Cabana Bay, the fourth and largest of the on-site resorts at Universal Orlando, will expand with the addition of two more towers. There will be an additional 400 guest rooms when the expansion is complete in two years.
Two years may not seem like a lot of time, but between now and 2017 we'll see yet another hotel, the resort's first on-site water park, and major attraction additions to both of the property's gated theme parks.
Building out more guest rooms isn't a trade secret that's exclusive to Comcast's resort. Disney (DIS -0.76%) has more than 30,000 available rooms across its massive Disney World resort in Florida. Even Legoland Florida got into the fun by opening its own brick-themed inn earlier this year.
Resort hotels are a major part of a theme park's strategy these days. There are benefits to having a captive audience. Disney even offers complimentary shuttles to the airport for vacationers flying in, realizing that if you eliminate the need for a rental car you are likely to grab all of a tourist's spending money.
Universal waited until it opened Islands of Adventure, its second theme park in Orlando, before opening hotels. Rather than going it alone it went with proven hospitality player Loews (L 2.23%) to manage the properties. Lowes watches of all four of the existing hotels, including the now-expanding Cabana Bay. Next year it will open the fifth on-site hotel, Sapphire Falls.

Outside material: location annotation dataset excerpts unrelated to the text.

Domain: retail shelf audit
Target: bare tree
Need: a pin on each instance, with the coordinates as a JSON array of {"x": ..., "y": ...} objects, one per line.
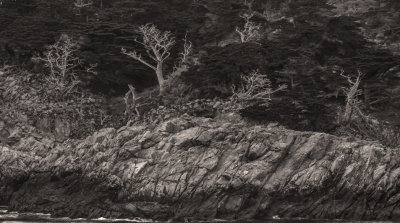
[
  {"x": 63, "y": 63},
  {"x": 81, "y": 4},
  {"x": 158, "y": 45},
  {"x": 256, "y": 89},
  {"x": 250, "y": 30}
]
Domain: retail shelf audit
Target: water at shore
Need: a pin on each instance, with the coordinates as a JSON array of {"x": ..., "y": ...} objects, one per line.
[{"x": 15, "y": 217}]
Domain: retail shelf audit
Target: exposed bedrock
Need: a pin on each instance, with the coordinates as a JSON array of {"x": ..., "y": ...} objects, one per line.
[{"x": 202, "y": 168}]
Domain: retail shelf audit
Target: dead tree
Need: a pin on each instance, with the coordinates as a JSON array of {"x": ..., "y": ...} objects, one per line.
[
  {"x": 157, "y": 45},
  {"x": 250, "y": 30}
]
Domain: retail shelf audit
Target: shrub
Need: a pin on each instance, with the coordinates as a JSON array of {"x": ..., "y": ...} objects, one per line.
[{"x": 255, "y": 90}]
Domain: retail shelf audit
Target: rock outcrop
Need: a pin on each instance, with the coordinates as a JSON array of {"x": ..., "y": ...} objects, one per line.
[{"x": 201, "y": 168}]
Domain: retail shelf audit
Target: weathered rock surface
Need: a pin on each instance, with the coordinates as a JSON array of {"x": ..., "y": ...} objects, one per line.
[{"x": 203, "y": 168}]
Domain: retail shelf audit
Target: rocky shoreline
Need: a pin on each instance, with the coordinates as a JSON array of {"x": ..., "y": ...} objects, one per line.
[{"x": 202, "y": 168}]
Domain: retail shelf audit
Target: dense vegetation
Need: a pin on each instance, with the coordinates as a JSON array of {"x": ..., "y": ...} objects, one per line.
[{"x": 305, "y": 45}]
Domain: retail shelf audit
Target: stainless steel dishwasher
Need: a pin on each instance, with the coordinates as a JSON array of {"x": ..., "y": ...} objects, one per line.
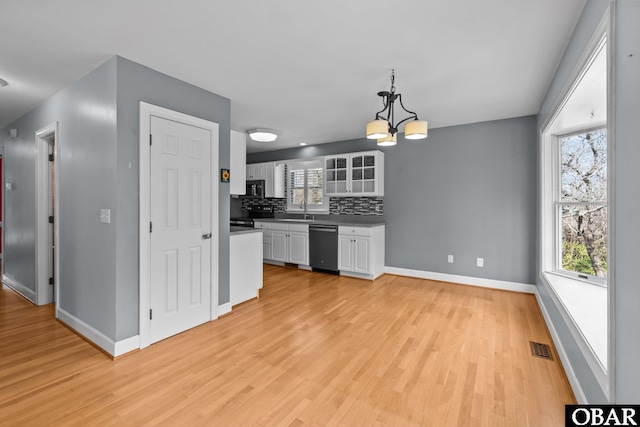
[{"x": 323, "y": 248}]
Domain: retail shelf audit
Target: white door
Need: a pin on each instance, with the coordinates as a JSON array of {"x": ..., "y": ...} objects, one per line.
[
  {"x": 279, "y": 246},
  {"x": 180, "y": 239},
  {"x": 361, "y": 256},
  {"x": 299, "y": 248},
  {"x": 344, "y": 253}
]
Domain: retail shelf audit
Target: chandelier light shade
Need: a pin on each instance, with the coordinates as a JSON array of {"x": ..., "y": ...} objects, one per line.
[
  {"x": 416, "y": 129},
  {"x": 385, "y": 125},
  {"x": 262, "y": 135},
  {"x": 377, "y": 129},
  {"x": 388, "y": 140}
]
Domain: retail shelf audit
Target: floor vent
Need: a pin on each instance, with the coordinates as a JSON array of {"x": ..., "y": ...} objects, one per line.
[{"x": 541, "y": 350}]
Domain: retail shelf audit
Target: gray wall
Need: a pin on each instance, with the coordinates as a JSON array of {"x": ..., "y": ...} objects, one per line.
[
  {"x": 86, "y": 113},
  {"x": 98, "y": 138},
  {"x": 626, "y": 236},
  {"x": 623, "y": 205},
  {"x": 138, "y": 83},
  {"x": 469, "y": 191}
]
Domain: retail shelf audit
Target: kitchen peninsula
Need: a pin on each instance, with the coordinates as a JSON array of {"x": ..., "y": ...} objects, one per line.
[{"x": 245, "y": 264}]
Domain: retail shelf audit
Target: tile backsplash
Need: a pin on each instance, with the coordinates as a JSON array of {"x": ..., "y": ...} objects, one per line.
[
  {"x": 356, "y": 206},
  {"x": 373, "y": 206}
]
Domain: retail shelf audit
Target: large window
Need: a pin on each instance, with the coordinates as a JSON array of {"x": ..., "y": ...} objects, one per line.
[
  {"x": 582, "y": 205},
  {"x": 305, "y": 187},
  {"x": 574, "y": 253}
]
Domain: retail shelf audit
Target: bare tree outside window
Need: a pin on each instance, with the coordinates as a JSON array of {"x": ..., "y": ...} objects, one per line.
[{"x": 583, "y": 203}]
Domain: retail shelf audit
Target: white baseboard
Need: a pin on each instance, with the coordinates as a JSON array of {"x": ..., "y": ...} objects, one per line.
[
  {"x": 566, "y": 364},
  {"x": 126, "y": 345},
  {"x": 98, "y": 338},
  {"x": 464, "y": 280},
  {"x": 224, "y": 309},
  {"x": 19, "y": 288}
]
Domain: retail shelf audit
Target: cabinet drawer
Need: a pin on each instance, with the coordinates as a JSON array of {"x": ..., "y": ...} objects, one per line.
[
  {"x": 355, "y": 231},
  {"x": 299, "y": 227}
]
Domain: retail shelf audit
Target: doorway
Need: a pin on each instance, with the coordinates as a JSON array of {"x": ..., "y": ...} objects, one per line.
[
  {"x": 46, "y": 209},
  {"x": 178, "y": 222}
]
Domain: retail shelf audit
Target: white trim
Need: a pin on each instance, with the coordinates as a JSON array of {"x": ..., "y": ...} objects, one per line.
[
  {"x": 113, "y": 348},
  {"x": 609, "y": 19},
  {"x": 583, "y": 345},
  {"x": 464, "y": 280},
  {"x": 224, "y": 308},
  {"x": 88, "y": 332},
  {"x": 146, "y": 111},
  {"x": 43, "y": 243},
  {"x": 564, "y": 359},
  {"x": 126, "y": 345},
  {"x": 13, "y": 284},
  {"x": 606, "y": 379}
]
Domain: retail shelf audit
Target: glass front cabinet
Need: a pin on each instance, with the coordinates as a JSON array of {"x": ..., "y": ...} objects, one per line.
[{"x": 355, "y": 174}]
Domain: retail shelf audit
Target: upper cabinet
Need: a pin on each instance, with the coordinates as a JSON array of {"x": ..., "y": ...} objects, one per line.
[
  {"x": 274, "y": 180},
  {"x": 238, "y": 160},
  {"x": 355, "y": 174}
]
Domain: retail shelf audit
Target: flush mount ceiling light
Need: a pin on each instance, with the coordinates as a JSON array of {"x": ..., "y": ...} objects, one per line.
[
  {"x": 384, "y": 129},
  {"x": 262, "y": 135}
]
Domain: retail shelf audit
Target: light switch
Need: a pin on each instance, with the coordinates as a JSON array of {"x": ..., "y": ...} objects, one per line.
[{"x": 105, "y": 216}]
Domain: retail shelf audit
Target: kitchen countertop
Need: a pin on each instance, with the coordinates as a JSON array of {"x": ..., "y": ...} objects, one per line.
[
  {"x": 243, "y": 230},
  {"x": 323, "y": 222}
]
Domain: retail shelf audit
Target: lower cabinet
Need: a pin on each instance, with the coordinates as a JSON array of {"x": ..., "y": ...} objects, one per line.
[
  {"x": 354, "y": 254},
  {"x": 361, "y": 251},
  {"x": 287, "y": 243}
]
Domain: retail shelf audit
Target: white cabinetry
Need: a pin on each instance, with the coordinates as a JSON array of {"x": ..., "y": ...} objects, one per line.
[
  {"x": 245, "y": 266},
  {"x": 290, "y": 243},
  {"x": 274, "y": 180},
  {"x": 361, "y": 251},
  {"x": 238, "y": 161},
  {"x": 273, "y": 175},
  {"x": 267, "y": 237},
  {"x": 355, "y": 174}
]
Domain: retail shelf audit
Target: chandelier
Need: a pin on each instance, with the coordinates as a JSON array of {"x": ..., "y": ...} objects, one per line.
[{"x": 384, "y": 129}]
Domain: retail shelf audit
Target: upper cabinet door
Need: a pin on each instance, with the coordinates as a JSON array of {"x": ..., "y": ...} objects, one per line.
[
  {"x": 336, "y": 172},
  {"x": 355, "y": 174}
]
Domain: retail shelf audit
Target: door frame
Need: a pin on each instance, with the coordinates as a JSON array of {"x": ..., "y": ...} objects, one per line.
[
  {"x": 43, "y": 202},
  {"x": 146, "y": 112}
]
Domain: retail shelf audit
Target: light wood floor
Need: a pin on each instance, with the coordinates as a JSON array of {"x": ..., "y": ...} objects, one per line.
[{"x": 315, "y": 349}]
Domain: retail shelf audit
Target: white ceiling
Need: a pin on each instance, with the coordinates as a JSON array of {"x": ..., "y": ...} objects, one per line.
[
  {"x": 310, "y": 70},
  {"x": 586, "y": 104}
]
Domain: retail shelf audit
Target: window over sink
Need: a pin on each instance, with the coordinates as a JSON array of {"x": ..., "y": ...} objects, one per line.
[{"x": 305, "y": 190}]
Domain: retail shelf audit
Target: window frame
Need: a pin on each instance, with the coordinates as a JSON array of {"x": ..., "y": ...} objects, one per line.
[
  {"x": 315, "y": 163},
  {"x": 557, "y": 204}
]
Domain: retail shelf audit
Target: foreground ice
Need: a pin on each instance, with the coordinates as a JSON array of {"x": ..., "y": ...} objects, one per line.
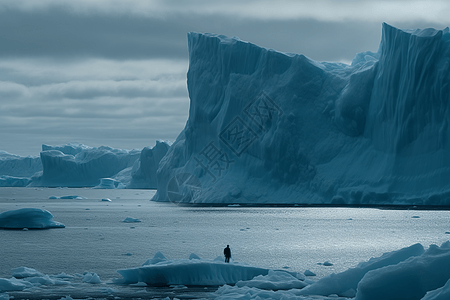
[
  {"x": 29, "y": 218},
  {"x": 271, "y": 127},
  {"x": 193, "y": 271},
  {"x": 411, "y": 273}
]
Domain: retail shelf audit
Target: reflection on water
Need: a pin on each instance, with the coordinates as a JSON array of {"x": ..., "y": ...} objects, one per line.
[{"x": 294, "y": 238}]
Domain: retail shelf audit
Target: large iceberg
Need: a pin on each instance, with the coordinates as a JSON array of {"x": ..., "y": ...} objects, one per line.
[
  {"x": 82, "y": 166},
  {"x": 272, "y": 127}
]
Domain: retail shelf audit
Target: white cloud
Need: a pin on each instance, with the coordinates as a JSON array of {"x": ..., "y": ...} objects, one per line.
[{"x": 435, "y": 11}]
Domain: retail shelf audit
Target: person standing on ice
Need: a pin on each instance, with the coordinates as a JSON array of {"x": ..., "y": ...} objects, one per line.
[{"x": 227, "y": 253}]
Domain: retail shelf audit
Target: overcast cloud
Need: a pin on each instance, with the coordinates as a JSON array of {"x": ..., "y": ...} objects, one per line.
[{"x": 114, "y": 72}]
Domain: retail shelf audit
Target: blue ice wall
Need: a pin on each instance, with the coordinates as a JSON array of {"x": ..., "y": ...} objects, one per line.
[{"x": 271, "y": 127}]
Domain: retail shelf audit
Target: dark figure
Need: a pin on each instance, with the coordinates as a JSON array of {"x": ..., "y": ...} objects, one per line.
[{"x": 227, "y": 253}]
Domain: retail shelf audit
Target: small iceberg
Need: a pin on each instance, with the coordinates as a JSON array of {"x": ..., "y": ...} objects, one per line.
[
  {"x": 195, "y": 271},
  {"x": 30, "y": 218}
]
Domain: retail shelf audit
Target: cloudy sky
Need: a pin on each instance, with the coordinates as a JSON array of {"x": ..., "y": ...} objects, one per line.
[{"x": 113, "y": 72}]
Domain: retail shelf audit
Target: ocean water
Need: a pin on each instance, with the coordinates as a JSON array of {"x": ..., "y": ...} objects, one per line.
[{"x": 293, "y": 238}]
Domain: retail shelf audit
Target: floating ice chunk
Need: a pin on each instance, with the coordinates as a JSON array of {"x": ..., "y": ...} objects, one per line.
[
  {"x": 194, "y": 256},
  {"x": 442, "y": 293},
  {"x": 91, "y": 278},
  {"x": 345, "y": 283},
  {"x": 159, "y": 257},
  {"x": 410, "y": 279},
  {"x": 108, "y": 183},
  {"x": 275, "y": 280},
  {"x": 309, "y": 273},
  {"x": 68, "y": 197},
  {"x": 4, "y": 296},
  {"x": 227, "y": 292},
  {"x": 131, "y": 220},
  {"x": 13, "y": 284},
  {"x": 190, "y": 272},
  {"x": 23, "y": 272},
  {"x": 32, "y": 218}
]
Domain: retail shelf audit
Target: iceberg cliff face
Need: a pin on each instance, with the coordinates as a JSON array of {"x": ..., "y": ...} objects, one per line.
[{"x": 270, "y": 127}]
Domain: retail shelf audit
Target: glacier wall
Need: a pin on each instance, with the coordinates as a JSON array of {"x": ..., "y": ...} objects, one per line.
[{"x": 271, "y": 127}]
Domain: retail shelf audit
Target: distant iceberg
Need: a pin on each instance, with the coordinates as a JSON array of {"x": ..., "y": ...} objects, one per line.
[
  {"x": 271, "y": 127},
  {"x": 78, "y": 165}
]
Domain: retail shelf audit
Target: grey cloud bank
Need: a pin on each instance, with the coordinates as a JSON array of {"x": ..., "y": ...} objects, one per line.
[{"x": 110, "y": 73}]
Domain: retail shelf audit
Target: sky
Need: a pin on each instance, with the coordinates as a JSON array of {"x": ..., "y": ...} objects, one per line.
[{"x": 113, "y": 72}]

Comcast's commitment to building out magnetic attractions and ramping up its lodging options is very Disney-like. In fact, it's been the better Disney lately if we go by attendance percentage growth in Florida over the past two years.
The resort's pull is still modest when compared to the House of Mouse. Comcast's two parks attracted a combined 16.4 million guests last year according to industry tracker Themed Entertainment Association, less than annual draw at Disney World's Magic Kingdom alone (Disney's combined attendance for its four parks last year was 51.5 million). However, Universal Orlando is growing faster, up 8% last year versus 3% for Disney World. The growth percentage gap should widen again this year, judging by the healthy double-digit growth that Comcast has been reporting through the first half of 2015.
Disney is starting to awaken out of its slumber. It realizes that Universal Orlando is killing it these days. It has some major park additions on the way, but the juiciest pieces of that expansion are likely at least a couple of years away. Universal Orlando will have 1,400 more rooms -- the 1,000 rooms at Sapphire Falls next year and the freshly announced 400 guests rooms being added to Cabana Bay -- by then. The arms race is an armchairs race, indeed.